I am trying to move a model from Tf1 to Torch.
The model is quite involved and I have been unable to get a portion of it to work. In particular, I have found that a function appears to return a result in PyTorch that is around 10% off the result the equivalent function in Tensorflow or Numpy.

I believe that this 10% difference is an error that impacts my loss function and prevents the model from learning.

I have isolated the function here and show both the torch and numpy ‘equivalents’. Attached is a link to the torch model and the comparison data needed. putting them both in a directory with the script below will allow that script to be run. The variables in tensorflow/numpy are float 32 - I have set the variables in Torch to float 64 but it has not improved the issue. I compare the weights and biases from that model with my saved weights to show that they are the same. I don’t use the model in this example but show a function that it contains and the difference in result from that Torch version and an equivalent Numpy model. The numpy function is based off the original function in the TFv1 model (but with numpy rather than tf libraries). It agrees the TF function results to 10e-05.

Could you advise:

  1. is there anything ‘off’ with the way I’m using torch? In particular, I have a sequence set up with a custom layer that includes sigmoid activation and then a final layer that does not. That sequence is used for both an encoding and decoding network for the Autoencoder part of the network (with the layer dimensions reversed for the decode). I then manually access the weights from the ‘decode’ sequence to carry out computation in the attached function. Is this a fair approach?
  2. I had a go at getting gradients to compare to those produced by the TF model. I initialized both models to use tensors with values set from the same point mid way in the training cycle for the original TensorFlow model. This was unsuccessful as I could only get one tensor to provide gradient parameters and they were completely random compared to the TF equivalent on the same data. I used the function
    torch.autograd.grad(training_loss, sindy_autoencoder.Ξ_sindy_coefficients)

but it threw errors on all but one table. Is there a better way to do this? Am I wrong to expect similar results between TF and PT models (both using the ‘equivalent’ Adam loss function with the same learning rate parameter)?

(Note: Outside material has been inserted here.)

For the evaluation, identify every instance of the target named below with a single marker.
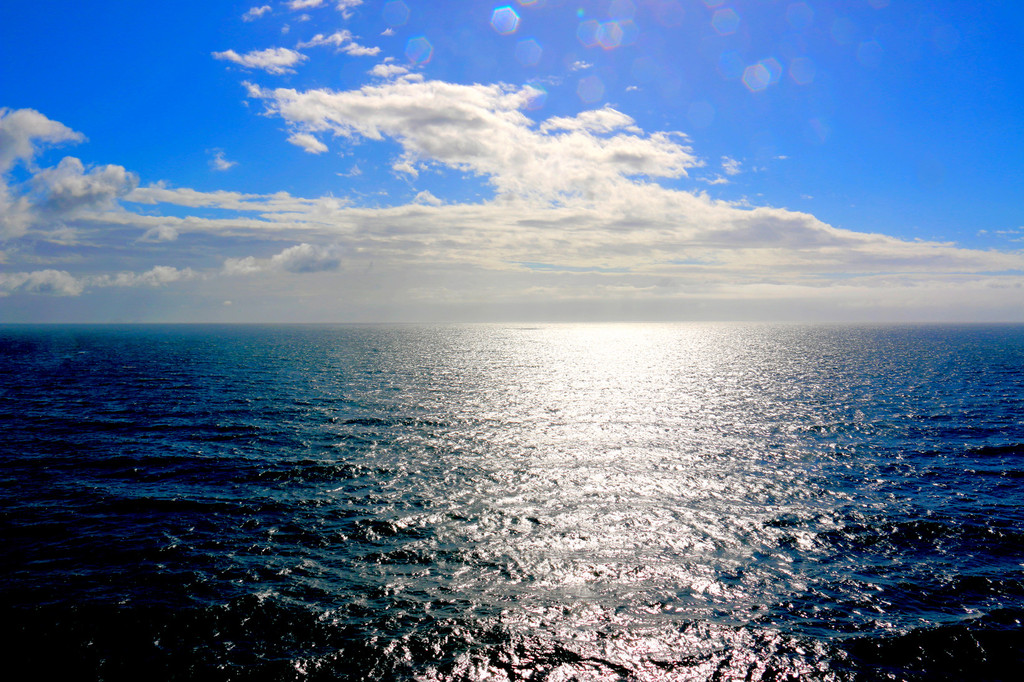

At this point, I am open to any suggestions for further investigations. I realize this is quite an involved mail - bottom line is I would like to know how to make the computations in the calculate_first_and_second_derivative_with_torch function equivalent to calculate_first_and_second_derivative_with_np within 4 or 5 decimal places and would like to understand why they are not equivalent currently.

Regards,

Simon

The data needed to run this review is saved here:
https://drive.google.com/file/d/1lClIUWuHDGtibSXN2h5X-cyMaalU-cbX/view?usp=sharing

The full torch model is saved in a pickle for use with torch.load:
https://drive.google.com/file/d/1bFJYC5bHme7YmIbqTOjaxXvd-yrKczxH/view?usp=sharing

Put these files in the same directory as the code below to see the issue (inconsistent results between torch and np/TensorFlowv1).

import pickle
from typing import Dict, Any
import numpy as np
import torch

def run_experiment():


    ###############################################
    # load saved model
    ###############################################

    with open('recovered_autoencoder_network.pkl', 'rb') as f:
        recovered_autoencoder_network = pickle.load(f)

    # parameters needed for this issue
    params: Dict[str, Any] = {'weight_precision': torch.float64,
                              'sindy_precision': torch.float64,
                              'target_device': 'cuda'}

    sindy_autoencoder = torch.load('saved_model.pkl')
    sindy_autoencoder.to(params['target_device'])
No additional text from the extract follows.